Rwanda in 2001 was the first country in Africa to pilot PBF and scaled it up nationwide in 2006. The results were very favorable and especially for the quality of care. The results were also published in several scientific articles. Other strengths were the harmonization of PBF with Obligatory Health Insurance and that the government pays 60% of the PBF budget. For many years, Rwanda was the PBF flagship country in Africa and several countries studied their case and visited the country.

However, despite these advances in the PBF approach, improvements are needed to benefit from the innovations in other countries in recent years. One way to analyze these innovations is by applying the 23 purity criteria and the course participant from Rwanda scored 60%.

Recommendations Rwanda:

  • Review the PBF system in Rwanda and adapt it to become more in line with international best practices and innovations.
  • Increase the PBF budget from the current USD 2 per capita per year to USD 5. This can be done first of all by transforming inefficient government input budget lines (= in-kind financing) into output- or PBF funding. Studies showed that US $ 4 invested in inputs equals US $ 1 invested in PBF. Moreover, partner funds can also be used more efficiently by transforming input budget lines into PBF lines;
  • Promote free competition whereby health facilities area lowed to purchase their medicines, equipment, and other medical consumables from different distributing operating in competition;
  • Make health facilities more autonomous for the recruitment, application of sanctions and even dismissal staff in case of need;
  • Introduce the PBF system also among private (for profit) health facilities in order to benefit from their comparative advantages. The government should therefore also develop contracts and pay PBF subsidies to private health facilities with the aims to achieve government objectives and to improve their quality of care.

8. Education in the Central African Republic

CAR’s education system has been paralyzed during the past two decades due to recurrent political and military crises. School indicators are poor with the primary school enrollment rate for girls of only 55% and 71% for boys. Cordaid introduced PBF in the education sector since 2008 and this has produced good results. The government declared PBF as their national policy. Yet despite this political will, the funding of around USD 20 million per year to cover the entire country has not yet been mobilized.

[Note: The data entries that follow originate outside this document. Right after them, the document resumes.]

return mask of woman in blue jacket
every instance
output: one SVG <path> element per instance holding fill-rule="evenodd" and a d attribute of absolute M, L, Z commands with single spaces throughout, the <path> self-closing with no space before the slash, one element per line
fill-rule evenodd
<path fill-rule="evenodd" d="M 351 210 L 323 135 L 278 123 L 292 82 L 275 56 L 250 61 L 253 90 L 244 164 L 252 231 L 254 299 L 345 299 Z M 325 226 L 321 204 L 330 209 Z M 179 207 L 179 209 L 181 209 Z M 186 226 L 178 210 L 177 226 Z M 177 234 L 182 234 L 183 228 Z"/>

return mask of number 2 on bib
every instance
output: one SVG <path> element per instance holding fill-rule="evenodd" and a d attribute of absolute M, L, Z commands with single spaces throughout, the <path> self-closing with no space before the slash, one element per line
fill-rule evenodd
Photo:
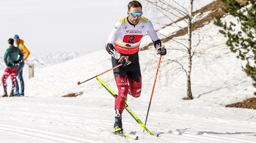
<path fill-rule="evenodd" d="M 140 41 L 143 35 L 125 35 L 124 36 L 123 41 L 131 44 L 136 43 Z"/>

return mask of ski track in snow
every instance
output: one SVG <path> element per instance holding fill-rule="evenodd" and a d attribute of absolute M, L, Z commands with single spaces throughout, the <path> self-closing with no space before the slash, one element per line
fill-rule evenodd
<path fill-rule="evenodd" d="M 147 126 L 155 134 L 159 134 L 158 138 L 143 132 L 142 128 L 124 111 L 124 131 L 131 137 L 139 136 L 139 140 L 134 140 L 111 132 L 114 124 L 110 117 L 113 116 L 112 104 L 99 106 L 90 100 L 51 98 L 3 99 L 0 102 L 1 142 L 115 142 L 117 140 L 150 143 L 256 141 L 256 112 L 251 112 L 252 109 L 206 107 L 199 111 L 199 107 L 188 109 L 187 106 L 177 107 L 172 104 L 166 105 L 173 109 L 165 112 L 158 111 L 165 107 L 152 109 Z M 74 103 L 77 105 L 74 105 Z M 144 104 L 142 105 L 147 106 Z M 138 110 L 140 105 L 130 107 L 143 122 L 147 112 Z M 237 115 L 233 114 L 235 111 L 244 117 L 237 117 Z"/>

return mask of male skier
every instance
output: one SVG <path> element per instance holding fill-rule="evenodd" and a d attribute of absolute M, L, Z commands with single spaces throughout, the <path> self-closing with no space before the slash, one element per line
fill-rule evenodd
<path fill-rule="evenodd" d="M 166 53 L 151 22 L 141 16 L 141 4 L 133 1 L 128 6 L 128 16 L 118 19 L 106 45 L 106 50 L 112 56 L 113 67 L 120 63 L 123 65 L 113 70 L 118 89 L 115 100 L 114 130 L 121 133 L 123 131 L 122 114 L 127 94 L 135 98 L 140 95 L 141 76 L 138 53 L 141 39 L 146 32 L 153 41 L 158 54 L 163 56 Z"/>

Since 2017, Cordaid has also tested two PBF approaches: 1. One for a stable zone (Nana Mambéré) where “pure” PBF is applied and; 2. Another for a non-stable area (Ouham Pendé) where a mixed approach is applied of PBF with inputs.

The PBF purity score produced by the CAR participants Cotonou for their education program is 48%.

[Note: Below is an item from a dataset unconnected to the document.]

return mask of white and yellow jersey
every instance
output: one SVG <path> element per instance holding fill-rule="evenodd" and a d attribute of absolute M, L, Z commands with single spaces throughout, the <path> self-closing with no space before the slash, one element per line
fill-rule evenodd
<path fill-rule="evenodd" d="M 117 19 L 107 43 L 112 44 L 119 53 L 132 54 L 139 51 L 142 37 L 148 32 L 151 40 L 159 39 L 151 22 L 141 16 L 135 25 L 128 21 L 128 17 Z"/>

Recommendations CAR education

To the government

  • Increase the number of student teachers in training institutes ;
  • Open PBF lines in the government budget for the schools and increase the amount ;
  • Provide opportunities for private partners to establish teacher training institutes and support them in the same way as public schools;
  • Apply a more equitable distribution of qualified teachers in schools nationwide ;
  • Update the general mapping of schools, especially at the primary level.

To those actors, who implement the PBF approach

  • Give basic knowledge to all field managers regarding PBF ;
  • Give autonomy to the community for the realization of construction activities at the local level.

At schools

  • Establish transparent management by using the indices management tool for the mobilization and motivation of the teachers ;
  • Adopt new rules for financial management also of the resources generated by the schools.